Figure 1. Illustration of the fetal aortic isthmus situated between the parallel configuration of the aortic and pulmonary arches. In diastole, the amount and direction of the shunt through the isthmus will be influenced mainly by the balance between the two downstream vascular resistances.

Download figure to PowerPoint

So, what started out as a very simple research project kept us very busy for many years. Behind the mountain of reversed flow in the umbilical arteries, we found another mountain called the isthmus. The highlights of this journey can be summarized in the following concepts: I - the aortic isthmus, not the ductus arteriosus, is the only arterial shunt in the fetal circulation; II - Doppler flow recording in the aortic isthmus is a reliable indicator of fetal individual ventricular performance; III - since the fetal aortic isthmus is the sole link between the two parallel arterial systems, namely the aortic arch perfusing the upper body and the pulmonary arch perfusing the subdiaphragmatic circulation, any change of flow or resistance affecting one of these arterial networks should influence the flow pattern within the isthmus.
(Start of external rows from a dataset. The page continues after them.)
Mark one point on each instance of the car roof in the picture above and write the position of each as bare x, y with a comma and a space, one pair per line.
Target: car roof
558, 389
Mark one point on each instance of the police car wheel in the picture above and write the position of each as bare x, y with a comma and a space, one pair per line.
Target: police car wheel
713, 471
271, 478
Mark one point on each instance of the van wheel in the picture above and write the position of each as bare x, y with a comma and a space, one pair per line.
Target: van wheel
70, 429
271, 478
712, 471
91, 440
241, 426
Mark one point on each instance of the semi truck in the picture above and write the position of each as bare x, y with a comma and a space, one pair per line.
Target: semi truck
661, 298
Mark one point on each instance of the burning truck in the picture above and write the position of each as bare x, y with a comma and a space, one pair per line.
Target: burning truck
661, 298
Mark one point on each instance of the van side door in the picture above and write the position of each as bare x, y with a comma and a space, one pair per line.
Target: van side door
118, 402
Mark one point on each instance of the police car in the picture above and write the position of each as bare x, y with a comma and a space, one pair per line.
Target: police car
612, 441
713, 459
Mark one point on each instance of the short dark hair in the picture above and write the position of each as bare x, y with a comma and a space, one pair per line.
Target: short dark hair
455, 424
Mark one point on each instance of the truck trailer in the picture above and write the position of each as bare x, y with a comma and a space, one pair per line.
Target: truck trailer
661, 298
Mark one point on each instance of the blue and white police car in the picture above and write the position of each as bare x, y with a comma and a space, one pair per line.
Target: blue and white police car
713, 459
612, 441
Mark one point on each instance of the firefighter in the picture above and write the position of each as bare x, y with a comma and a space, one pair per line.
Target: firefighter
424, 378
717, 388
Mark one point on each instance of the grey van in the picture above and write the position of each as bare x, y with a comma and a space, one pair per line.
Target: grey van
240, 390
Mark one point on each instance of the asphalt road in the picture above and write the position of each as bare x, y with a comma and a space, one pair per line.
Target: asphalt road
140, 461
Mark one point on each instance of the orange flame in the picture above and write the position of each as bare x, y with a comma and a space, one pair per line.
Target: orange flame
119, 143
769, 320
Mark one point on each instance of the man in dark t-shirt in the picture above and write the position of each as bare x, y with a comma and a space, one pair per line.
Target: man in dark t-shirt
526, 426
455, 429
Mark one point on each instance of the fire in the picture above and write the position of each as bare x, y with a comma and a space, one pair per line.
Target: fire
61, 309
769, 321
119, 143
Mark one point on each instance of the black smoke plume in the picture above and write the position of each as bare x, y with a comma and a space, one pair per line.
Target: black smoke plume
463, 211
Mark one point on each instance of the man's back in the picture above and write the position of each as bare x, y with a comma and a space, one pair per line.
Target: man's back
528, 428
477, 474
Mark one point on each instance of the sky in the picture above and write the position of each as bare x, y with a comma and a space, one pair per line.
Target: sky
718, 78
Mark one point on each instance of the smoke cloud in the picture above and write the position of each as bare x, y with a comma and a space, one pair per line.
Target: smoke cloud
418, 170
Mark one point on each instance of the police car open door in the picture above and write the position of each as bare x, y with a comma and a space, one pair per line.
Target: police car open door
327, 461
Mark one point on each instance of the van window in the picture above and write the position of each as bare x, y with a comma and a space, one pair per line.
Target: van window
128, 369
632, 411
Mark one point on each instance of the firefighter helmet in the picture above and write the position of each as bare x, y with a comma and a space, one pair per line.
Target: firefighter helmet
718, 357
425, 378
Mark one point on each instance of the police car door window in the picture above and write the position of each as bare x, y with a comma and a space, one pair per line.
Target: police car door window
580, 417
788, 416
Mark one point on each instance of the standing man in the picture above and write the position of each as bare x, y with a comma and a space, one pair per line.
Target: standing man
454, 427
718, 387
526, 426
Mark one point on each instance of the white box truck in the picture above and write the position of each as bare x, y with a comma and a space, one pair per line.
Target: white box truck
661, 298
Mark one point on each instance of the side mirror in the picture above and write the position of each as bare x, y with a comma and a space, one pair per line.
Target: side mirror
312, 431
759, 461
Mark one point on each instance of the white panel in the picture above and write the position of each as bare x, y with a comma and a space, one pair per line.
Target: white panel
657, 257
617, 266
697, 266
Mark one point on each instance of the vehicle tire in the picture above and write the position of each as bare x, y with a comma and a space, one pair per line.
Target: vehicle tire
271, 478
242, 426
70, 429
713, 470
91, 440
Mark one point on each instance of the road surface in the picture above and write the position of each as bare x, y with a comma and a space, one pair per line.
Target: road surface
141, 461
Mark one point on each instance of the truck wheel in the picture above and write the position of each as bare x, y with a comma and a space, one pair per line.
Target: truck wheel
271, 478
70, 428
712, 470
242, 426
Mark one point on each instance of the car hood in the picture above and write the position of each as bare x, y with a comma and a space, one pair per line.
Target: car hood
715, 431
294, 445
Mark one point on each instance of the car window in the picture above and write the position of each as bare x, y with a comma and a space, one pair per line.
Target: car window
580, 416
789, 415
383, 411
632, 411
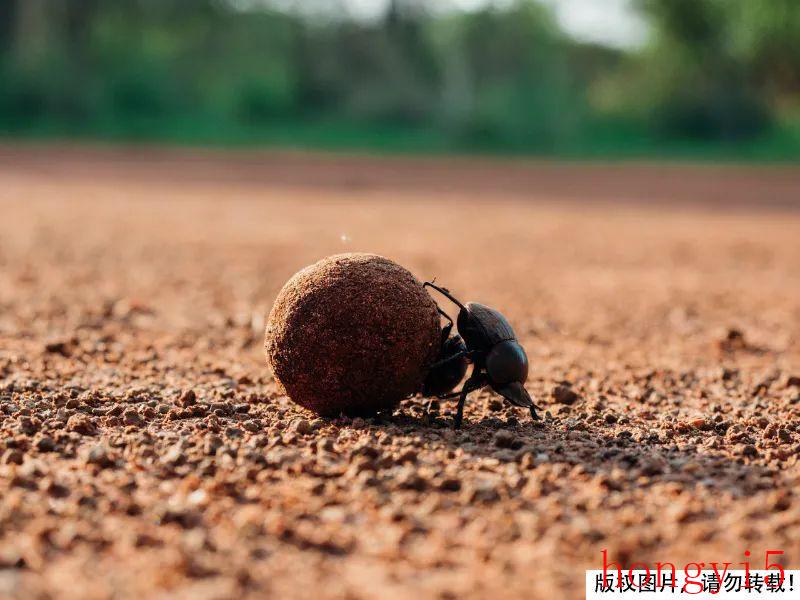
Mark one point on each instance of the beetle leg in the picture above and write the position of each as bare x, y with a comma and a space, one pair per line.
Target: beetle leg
476, 381
447, 329
444, 292
444, 361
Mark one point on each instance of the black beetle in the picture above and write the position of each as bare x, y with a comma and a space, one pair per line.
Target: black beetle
486, 339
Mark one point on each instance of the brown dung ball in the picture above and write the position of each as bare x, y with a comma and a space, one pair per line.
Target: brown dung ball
353, 334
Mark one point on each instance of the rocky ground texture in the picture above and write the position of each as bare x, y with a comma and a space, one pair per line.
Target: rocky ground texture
146, 452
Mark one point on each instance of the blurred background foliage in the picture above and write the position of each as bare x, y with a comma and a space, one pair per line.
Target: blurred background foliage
718, 78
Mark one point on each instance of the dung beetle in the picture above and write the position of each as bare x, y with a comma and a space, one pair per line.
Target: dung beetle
485, 338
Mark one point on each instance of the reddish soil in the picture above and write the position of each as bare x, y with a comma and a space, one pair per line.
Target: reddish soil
146, 452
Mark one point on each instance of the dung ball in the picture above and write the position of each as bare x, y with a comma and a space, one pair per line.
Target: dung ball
353, 334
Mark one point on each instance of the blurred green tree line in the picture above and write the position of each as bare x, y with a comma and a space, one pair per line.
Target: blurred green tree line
714, 74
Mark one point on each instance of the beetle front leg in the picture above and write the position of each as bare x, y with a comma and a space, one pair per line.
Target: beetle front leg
475, 382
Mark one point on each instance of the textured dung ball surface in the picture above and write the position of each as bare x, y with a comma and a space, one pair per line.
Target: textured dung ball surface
352, 334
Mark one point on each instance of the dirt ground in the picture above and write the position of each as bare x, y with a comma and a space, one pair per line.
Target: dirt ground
145, 450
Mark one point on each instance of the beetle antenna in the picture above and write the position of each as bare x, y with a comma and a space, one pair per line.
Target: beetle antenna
444, 292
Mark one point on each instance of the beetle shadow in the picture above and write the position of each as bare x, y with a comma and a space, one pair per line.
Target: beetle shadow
627, 456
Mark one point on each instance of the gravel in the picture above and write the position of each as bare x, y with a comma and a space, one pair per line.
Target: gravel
145, 450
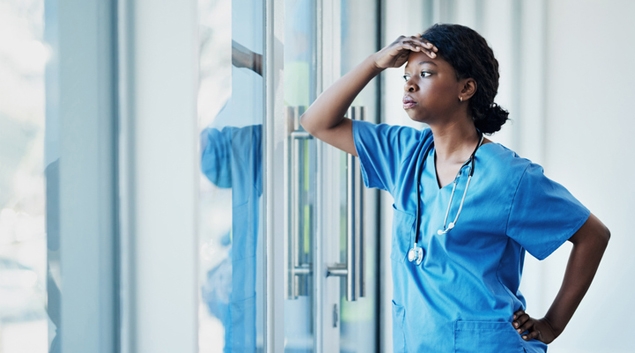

I cannot finish this lecture without acknowledging the two most important privileges of my life. First, the privilege of living for more than 40 years with a wife who has been an inspiration for me and an intellectual challenge. After all these years, she knows me very well and I can confirm that this common saying is true: ‘Behind a successful man, there is frequently a surprised woman’. I have also referred frequently to duties in my lecture. My last but not least privilege was to have a father who repeatedly reminded me throughout my university years that: ‘Duty is the first degree of virtue; below it is zero!’.